Essa cooperação logo é volúvel devido à desconfiança mútua entre os Estados. A desconfiança se dá pelas informações assimétricas, a natureza
humana, a anarquia internacional – as três imagens tratadas por Kenneth Waltz em sua obra O homem, o Estado e a guerra, pois.
De acordo com a primeira imagem das relações internacionais, o local das causas importantes da guerra reside na natureza e no comportamento do homem. As guerras resultam do egoísmo, de impulsos agressivos mal canalizados, da estupidez. A eliminação desta tem de vir da
elevação e do esclarecimento dos homens ou de medidas que assegurem seu reajustamento psicossocial.
A primeira imagem não exclui a influência do Estado – segunda imagem –, mas o papel deste foi introduzido como uma consideração menos importante
do que o comportamento humano, e a ser explicada em seus termos. As guerras não existiriam se a natureza humana não fosse como é, mas os eventos a
serem explicados são tantos, e tão variados, que a natureza humana possivelmente não pode ser o único determinante. A conclusão é óbvia: para
compreender a guerra e a paz, tem-se de usar a análise política para complementar e organizar as descobertas da psicologia e da sociologia.

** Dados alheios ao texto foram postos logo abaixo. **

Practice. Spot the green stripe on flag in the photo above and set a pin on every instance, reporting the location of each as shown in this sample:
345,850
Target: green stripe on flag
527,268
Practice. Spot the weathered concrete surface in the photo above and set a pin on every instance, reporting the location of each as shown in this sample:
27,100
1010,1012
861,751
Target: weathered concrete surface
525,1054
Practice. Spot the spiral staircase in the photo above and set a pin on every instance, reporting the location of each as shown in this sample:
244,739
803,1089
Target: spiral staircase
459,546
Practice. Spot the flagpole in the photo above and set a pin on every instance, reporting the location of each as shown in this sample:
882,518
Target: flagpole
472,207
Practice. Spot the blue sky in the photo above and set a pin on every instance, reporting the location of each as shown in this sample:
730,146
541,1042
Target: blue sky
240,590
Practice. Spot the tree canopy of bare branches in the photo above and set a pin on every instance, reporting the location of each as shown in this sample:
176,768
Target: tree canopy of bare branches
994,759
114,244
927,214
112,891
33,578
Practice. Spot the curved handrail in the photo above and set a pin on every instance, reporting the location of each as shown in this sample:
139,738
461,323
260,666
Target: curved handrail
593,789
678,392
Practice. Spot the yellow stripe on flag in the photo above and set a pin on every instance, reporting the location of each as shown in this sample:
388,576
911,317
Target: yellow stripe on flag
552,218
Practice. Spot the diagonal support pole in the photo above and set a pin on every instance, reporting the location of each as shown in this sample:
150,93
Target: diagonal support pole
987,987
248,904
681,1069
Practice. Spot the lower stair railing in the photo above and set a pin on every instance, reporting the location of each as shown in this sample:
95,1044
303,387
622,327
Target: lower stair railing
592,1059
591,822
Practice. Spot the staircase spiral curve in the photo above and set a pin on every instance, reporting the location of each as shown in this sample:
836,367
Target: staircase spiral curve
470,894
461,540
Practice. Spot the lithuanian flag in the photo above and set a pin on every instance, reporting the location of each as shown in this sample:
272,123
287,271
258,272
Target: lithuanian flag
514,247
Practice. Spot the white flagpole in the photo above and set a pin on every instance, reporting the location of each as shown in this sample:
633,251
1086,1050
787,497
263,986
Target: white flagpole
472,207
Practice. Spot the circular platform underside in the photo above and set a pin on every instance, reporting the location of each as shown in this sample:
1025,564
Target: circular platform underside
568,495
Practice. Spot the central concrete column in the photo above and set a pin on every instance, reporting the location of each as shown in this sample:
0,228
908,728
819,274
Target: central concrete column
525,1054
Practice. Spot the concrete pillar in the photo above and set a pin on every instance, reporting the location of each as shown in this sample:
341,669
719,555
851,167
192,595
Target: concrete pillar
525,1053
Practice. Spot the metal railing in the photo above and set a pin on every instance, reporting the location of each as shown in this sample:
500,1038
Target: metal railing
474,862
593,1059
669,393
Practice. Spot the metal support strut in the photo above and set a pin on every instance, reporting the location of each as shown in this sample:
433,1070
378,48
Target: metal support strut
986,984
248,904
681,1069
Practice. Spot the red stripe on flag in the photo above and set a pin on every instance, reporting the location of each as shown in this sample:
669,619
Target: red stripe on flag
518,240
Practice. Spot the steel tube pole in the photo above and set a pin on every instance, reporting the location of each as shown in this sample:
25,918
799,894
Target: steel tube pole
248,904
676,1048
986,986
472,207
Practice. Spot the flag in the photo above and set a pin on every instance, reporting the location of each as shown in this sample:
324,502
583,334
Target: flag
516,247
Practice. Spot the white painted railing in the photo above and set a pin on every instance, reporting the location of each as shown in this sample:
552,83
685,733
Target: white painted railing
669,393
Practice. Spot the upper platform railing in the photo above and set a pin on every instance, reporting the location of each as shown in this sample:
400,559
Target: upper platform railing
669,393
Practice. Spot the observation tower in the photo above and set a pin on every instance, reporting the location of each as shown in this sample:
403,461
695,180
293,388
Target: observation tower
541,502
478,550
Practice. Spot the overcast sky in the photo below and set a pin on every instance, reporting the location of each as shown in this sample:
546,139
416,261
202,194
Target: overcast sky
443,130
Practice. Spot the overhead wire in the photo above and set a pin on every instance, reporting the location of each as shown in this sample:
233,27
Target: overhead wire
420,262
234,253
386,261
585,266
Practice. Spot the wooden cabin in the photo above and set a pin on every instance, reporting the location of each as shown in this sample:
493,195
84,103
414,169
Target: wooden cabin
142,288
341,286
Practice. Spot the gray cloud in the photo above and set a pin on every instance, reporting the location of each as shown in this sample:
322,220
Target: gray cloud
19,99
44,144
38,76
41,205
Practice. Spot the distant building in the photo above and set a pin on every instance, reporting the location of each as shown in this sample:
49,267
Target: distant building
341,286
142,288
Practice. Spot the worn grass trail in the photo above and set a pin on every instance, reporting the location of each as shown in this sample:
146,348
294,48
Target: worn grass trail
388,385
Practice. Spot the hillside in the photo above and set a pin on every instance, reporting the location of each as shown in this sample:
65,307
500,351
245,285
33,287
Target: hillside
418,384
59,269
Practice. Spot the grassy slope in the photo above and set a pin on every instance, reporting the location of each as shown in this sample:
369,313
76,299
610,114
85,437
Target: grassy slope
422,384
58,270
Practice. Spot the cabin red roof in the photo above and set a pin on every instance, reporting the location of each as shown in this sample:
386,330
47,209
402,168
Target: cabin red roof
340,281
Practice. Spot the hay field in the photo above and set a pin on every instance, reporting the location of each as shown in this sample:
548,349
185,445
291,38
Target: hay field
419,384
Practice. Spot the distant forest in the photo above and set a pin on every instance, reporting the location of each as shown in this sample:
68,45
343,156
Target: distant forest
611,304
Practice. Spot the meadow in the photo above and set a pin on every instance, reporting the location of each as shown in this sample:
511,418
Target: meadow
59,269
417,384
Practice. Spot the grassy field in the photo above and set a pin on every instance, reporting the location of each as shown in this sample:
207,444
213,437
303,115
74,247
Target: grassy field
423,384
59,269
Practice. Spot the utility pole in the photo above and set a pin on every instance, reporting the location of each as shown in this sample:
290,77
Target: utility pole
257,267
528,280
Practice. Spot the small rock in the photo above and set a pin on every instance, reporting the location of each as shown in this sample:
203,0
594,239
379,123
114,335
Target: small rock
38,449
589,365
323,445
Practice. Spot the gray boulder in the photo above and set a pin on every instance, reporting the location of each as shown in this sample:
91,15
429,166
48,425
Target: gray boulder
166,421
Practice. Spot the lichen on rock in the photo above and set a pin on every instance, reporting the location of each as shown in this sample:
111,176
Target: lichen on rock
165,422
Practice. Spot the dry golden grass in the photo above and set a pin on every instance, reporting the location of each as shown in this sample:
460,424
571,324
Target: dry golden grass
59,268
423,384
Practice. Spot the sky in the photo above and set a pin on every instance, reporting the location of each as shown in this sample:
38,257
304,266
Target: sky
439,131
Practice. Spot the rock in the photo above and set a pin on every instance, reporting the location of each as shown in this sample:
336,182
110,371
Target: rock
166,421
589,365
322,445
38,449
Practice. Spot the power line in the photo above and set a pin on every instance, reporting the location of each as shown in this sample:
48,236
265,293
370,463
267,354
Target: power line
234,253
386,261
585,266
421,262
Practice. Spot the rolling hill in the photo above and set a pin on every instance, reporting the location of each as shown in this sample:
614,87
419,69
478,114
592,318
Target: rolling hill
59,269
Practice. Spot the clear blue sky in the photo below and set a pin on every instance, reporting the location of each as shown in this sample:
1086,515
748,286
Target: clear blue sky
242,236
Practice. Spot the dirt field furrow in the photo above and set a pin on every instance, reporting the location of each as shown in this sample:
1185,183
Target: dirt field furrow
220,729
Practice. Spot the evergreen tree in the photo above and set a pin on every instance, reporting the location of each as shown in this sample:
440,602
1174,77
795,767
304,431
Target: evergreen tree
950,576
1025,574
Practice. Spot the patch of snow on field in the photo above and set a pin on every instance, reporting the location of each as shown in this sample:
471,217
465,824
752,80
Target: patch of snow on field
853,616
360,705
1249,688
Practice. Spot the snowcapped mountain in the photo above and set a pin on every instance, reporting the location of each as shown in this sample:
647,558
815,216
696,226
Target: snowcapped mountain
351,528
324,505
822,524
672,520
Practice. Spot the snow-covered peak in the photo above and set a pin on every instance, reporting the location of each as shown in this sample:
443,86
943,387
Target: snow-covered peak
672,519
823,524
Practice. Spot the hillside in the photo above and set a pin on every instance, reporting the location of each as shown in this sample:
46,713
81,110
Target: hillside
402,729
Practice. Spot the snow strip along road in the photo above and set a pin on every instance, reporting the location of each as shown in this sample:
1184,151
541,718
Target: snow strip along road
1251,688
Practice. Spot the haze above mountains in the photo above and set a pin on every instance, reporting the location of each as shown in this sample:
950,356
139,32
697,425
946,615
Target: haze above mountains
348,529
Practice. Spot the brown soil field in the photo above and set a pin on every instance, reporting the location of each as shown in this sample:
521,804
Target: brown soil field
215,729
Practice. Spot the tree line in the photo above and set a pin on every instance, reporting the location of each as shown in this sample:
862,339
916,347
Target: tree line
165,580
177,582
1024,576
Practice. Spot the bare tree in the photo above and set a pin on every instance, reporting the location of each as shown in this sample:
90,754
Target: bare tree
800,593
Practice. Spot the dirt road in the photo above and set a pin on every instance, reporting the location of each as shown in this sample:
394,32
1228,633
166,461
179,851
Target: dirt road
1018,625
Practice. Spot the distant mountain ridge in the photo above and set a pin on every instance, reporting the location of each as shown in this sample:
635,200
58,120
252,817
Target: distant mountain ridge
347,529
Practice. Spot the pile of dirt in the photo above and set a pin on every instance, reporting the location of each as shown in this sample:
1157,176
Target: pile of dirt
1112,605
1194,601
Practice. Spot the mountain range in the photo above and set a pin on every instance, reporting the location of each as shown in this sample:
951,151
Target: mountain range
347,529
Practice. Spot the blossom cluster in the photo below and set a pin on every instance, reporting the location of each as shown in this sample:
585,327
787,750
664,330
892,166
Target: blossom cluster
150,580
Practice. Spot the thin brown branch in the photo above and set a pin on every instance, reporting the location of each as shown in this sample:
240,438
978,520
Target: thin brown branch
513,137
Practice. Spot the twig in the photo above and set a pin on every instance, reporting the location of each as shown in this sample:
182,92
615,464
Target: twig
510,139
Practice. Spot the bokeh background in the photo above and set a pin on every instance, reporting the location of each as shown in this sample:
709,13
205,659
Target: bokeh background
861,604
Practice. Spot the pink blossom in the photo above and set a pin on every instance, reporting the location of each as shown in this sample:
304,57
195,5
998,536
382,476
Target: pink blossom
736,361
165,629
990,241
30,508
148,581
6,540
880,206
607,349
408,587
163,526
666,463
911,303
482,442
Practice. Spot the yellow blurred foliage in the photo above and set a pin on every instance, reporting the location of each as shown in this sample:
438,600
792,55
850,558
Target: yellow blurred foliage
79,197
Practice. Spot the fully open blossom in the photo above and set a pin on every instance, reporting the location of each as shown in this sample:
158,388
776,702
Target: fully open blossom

Mas o que dizer da situação entre os próprios Estados civis? Ao definir o estado de natureza como a situação na qual as unidades atuantes, homens ou
Estados, coexistem sem uma autoridade acima de si, pode-se aplicar a expressão a Estados do mundo moderno tanto quanto homens que viviam fora de um
Estado civil. Está claro que os Estados não reconhecem um superior comum; mas será possível descrevê-los como unidades atuantes?
Em suma, a unidade de uma nação é alimentada não somente por fatores internos como também pelos antagonismos tão frequentes nas relações
internacionais. Essa é a posição de Rousseau, que afirma que “se a guerra só é possível entre tais ‘seres morais’ [Estados], segue-se que os
beligerantes não têm nada de pessoal contra inimigos individuais”. Um Estado guerreia contra outro Estado. Tiramos do filósofo a análise
teórica da guerra como consequência da anarquia internacional – a terceira imagem.
Em primeiro lugar, não há uma relação lógica óbvia entre a proposição de que “na anarquia não há harmonia automática” e a proposição segundo a qual
“entre Estados autônomos, a guerra é inevitável”. Do atual sistema anárquico de organização internacional pode brotar a desconfiança e a descrença
internacional, guerra, na acepção do termo, ou isso pode influenciar as nações para a cooperação.
Para os realistas, as cooperações são possíveis na medida em que a convivência exige e o interesse existe. Não é equivocada a comparação militar aqui.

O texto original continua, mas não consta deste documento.